Tests fail on macbook with incomplete MPS support

mehta-lab / waveorder

Wave optical models and inverse algorithms for label-agnostic imaging of density & orientation.

BSD 3-Clause "New" or "Revised" License

15 stars 4 forks source link

Tests fail on macbook with incomplete MPS support #154

Open talonchandler opened 7 months ago

talonchandler commented 7 months ago

The first set of tests test_correction.py fail when I run them locally with:

E       NotImplementedError: The operator 'aten::linalg_lstsq.out' is not currently implemented for the MPS device. If you want this op to be added in priority during the prototype phase of this feature, please comment on https://github.com/pytorch/pytorch/issues/77764. As a temporary fix, you can set the environment variable `PYTORCH_ENABLE_MPS_FALLBACK=1` to use the CPU as a fallback for this op. WARNING: this will be slower than running natively on MPS.

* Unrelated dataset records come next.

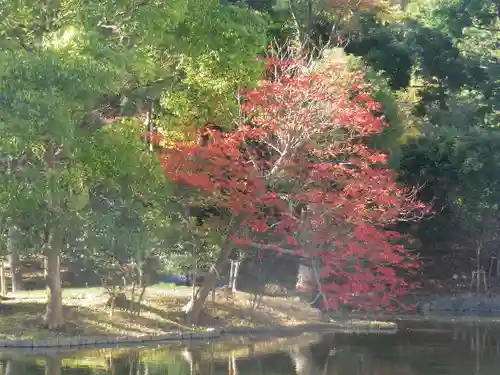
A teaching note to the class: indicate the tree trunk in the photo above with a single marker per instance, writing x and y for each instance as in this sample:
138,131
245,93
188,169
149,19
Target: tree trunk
52,251
233,367
13,251
3,283
195,305
52,366
304,278
236,267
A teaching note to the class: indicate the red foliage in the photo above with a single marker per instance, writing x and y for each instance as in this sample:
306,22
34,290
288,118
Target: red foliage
298,176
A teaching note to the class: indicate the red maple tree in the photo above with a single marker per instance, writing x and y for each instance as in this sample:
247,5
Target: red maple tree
296,175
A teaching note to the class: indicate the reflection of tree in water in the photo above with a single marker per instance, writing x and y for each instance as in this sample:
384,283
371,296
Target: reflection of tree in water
425,351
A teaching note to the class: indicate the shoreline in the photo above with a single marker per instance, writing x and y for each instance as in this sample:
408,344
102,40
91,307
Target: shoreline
76,343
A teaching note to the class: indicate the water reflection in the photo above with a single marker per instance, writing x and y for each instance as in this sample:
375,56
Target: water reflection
419,350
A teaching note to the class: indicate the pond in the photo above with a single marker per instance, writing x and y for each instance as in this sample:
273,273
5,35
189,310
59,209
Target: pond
417,350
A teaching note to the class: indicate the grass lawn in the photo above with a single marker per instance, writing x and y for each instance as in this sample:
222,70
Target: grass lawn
86,314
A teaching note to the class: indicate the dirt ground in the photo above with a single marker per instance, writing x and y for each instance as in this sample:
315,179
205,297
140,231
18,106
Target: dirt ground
21,315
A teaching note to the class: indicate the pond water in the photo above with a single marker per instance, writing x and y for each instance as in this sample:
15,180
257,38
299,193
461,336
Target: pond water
416,350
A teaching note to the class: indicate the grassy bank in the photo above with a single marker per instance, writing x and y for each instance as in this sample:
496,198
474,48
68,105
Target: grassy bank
161,313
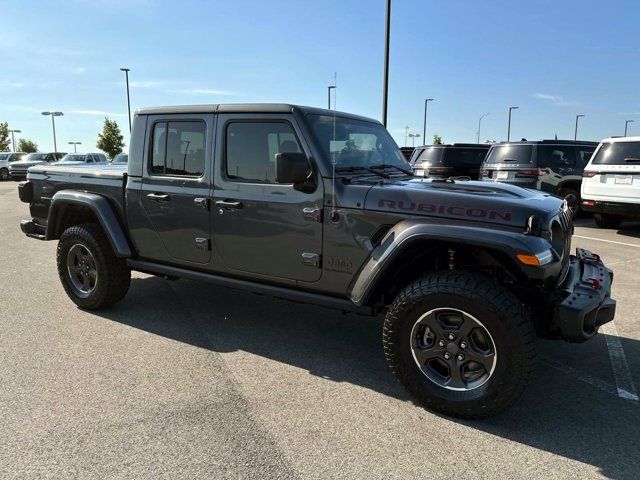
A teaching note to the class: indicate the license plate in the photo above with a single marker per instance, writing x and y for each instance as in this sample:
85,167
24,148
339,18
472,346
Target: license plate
624,179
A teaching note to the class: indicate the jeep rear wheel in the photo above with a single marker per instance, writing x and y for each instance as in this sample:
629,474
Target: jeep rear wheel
90,272
460,343
607,221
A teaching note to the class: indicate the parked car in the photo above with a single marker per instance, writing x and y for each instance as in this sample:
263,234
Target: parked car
611,182
553,166
18,170
407,152
320,207
83,159
7,158
120,159
454,160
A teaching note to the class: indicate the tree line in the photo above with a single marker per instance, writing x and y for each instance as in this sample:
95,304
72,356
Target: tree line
110,140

Seems like imperfect support for macbook gpus in torch. Related #150.

talonchandler commented 7 months ago

I just confirmed that export PYTORCH_ENABLE_MPS_FALLBACK=1 fixes the correction tests, but one of the mps tests in stokes now fails:

FAILED tests/test_stokes.py::test_copying[mps] - torch._C._LinAlgError: linalg.inv: (Batch element 0): The diagonal element 4 is zero, the inversion could not be completed becaus...

@ziw-liu what do you think is best here? If we're still supporting macbooks then we should add macOS to the tests.

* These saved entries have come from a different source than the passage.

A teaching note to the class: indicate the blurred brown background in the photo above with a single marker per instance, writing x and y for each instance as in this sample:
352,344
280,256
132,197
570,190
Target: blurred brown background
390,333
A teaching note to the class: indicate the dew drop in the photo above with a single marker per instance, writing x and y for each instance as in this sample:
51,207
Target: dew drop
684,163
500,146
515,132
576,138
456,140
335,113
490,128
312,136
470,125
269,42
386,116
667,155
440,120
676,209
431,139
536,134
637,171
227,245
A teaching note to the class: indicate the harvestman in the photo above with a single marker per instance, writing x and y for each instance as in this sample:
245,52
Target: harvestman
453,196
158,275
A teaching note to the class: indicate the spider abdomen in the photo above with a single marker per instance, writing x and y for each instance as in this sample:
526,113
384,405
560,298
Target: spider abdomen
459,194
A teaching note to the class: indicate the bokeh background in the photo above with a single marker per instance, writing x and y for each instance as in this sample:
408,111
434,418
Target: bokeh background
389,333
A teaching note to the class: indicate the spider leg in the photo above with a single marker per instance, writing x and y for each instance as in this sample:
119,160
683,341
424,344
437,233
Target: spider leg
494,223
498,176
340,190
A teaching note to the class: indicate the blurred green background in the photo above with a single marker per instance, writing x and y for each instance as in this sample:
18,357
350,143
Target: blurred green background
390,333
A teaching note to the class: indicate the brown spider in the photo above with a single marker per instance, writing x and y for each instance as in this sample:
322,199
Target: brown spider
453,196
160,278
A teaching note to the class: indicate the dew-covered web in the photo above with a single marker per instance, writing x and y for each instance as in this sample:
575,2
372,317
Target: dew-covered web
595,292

ziw-liu commented 7 months ago

I think we should only officially support x86_64 CPUs and NVIDIA GPUs. MPS backend in torch is experimental and is expected to break (thus the test is disabled in CI). That being said the partial GPU support is not documented and maybe shouldn't be until we reach feature parity for the deconvolution models.

ziw-liu commented 7 months ago

GH do have M1 CI runners now. So when MPS becomes mature we can enable the tests again.

ziw-liu commented 7 months ago

But with PYTORCH_ENABLE_MPS_FALLBACK=1 I can get all tests to pass (on main). @talonchandler can you make a new environment and test again.

talonchandler commented 7 months ago

Tried with a new environment and the tests pass. Thanks for testing @ziw-liu!

I've just opened #156 as an interim documentation fix.

I think we should only officially support x86_64 CPUs and NVIDIA GPUs. MPS backend in torch is experimental and is expected to break (thus the test is disabled in CI).

Sounds good to me. Should we leave this issue open until we get full MPS support and complete the GPU support?

ziw-liu commented 3 months ago

GH do have M1 CI runners now. So when MPS becomes mature we can enable the tests again.

Actually MPS is not available in VMs due to Apple being Apple so CI won't be feasible...